Parlor guitar refers to a kind of electric guitar smaller than the traditional size of a Size No. concert guitar by C.F. Martin & Co. The term refers to an instrument having tuning problems. Some guitars that are called parlor guitars are also called by other names, such as tapeworm guitars, harps guitars or tenor guitars.
The tunings on most parlor guitars are usually a little rough, having mostly twelve frets. This is usually the case with harps guitars. The guitars scale length is quite short compared to other instruments in the same category, including the size of a Size 10 Concert Guitar. Most modern guitars, however, have the scale length at about thirteen frets.
The main characteristic distinguishing a parlor guitar from a size guitars is its size. Most commercial brands of parlor guitars are not much bigger than the size of a standard guitar. They can be as long as a third of the size of a standard guitar. Their price is not much higher than any regular guitar.
Most famous performers who played on parlor guitars later developed their own styles of play influenced by their experience on parlor guitars. Early performers who often used these instruments were Jimi Hendrix, Eddie Van Halen and Stevie Wonder. Other performers who may have a claim to fame on parlor guitars include Eric Clapton and BB King. These days, other genres of music are often influenced by the style and sound of these instruments.
It was not unusual for a performer to use a modified size acoustic guitar for specific songs. For instance, Cream's Neil Young used a heavily amplified Gibson Parlor guitar during some of his memorable performances. His use of this instrument was so common that he was nicknamed "Guitar Neil." Many artists, including Cream's Cream and Ozzy Osbourne, made the transition from standard to amplified guitars in later years. This phase was popularized by artists such as Eric Clapton and Ozzy Osbourne.
One of the most common features of modern day parlor guitars is the use of electronics. An electric model features a pickup attached to the body of the instrument. When an acoustic guitar's pickup is moved by pushing against it, the sound it emits is dampened. But when the electronic pickup moves by pushing against it, the sound it emits is amplified. Most electronic models feature built in speakers to boost the sound.
Some of the earliest examples of electronic models were not very impressive. However, as time progressed, many improvements were made to these instruments. As smaller and more affordable electronics became available, small guitars with electronic pickups began to be used frequently by professional musicians. It wasn't long before professional and even beginner guitarists could buy their own, portable and easy to carry electronic versions of traditional grand pianos. Today, many of the same features that originally made small guitars popular, are still available on contemporary parlor guitars.
Blues guitar is one genre of music that seems to always require the use of a large, amplified soundboard.
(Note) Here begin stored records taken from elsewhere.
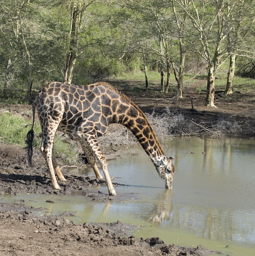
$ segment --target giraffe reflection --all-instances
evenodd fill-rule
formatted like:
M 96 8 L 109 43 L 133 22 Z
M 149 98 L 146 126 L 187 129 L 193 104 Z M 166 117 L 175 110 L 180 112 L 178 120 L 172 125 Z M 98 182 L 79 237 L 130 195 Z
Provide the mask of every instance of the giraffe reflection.
M 148 221 L 155 226 L 159 225 L 164 220 L 170 220 L 172 210 L 172 190 L 167 189 L 157 197 L 154 209 L 150 214 Z
M 116 193 L 108 170 L 106 160 L 99 148 L 97 138 L 105 134 L 108 126 L 120 123 L 135 135 L 153 163 L 167 188 L 172 188 L 173 158 L 167 158 L 143 113 L 127 96 L 107 83 L 78 86 L 51 82 L 35 97 L 33 104 L 32 127 L 28 133 L 29 161 L 31 163 L 35 108 L 41 124 L 41 151 L 50 172 L 53 188 L 60 189 L 55 172 L 65 180 L 54 154 L 53 143 L 57 129 L 80 142 L 97 178 L 102 177 L 97 161 L 103 170 L 110 195 Z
Many performers who play along the blues scale (which is an ascending scale, starting with the fifth note and ending with the seventh) find that their hands become fatigued quickly if they have to move their instrument from one key to another. Because so many blues musicians use large guitars to play the same tunes over again in different venues, it is likely that this instrument was invented by an early guitarist who needed something sturdy to keep his fingers from being fatigue. Over the course of the past few centuries, the guitar has gone through many evolutions and improvements, including innovations in the way its soundboards are constructed.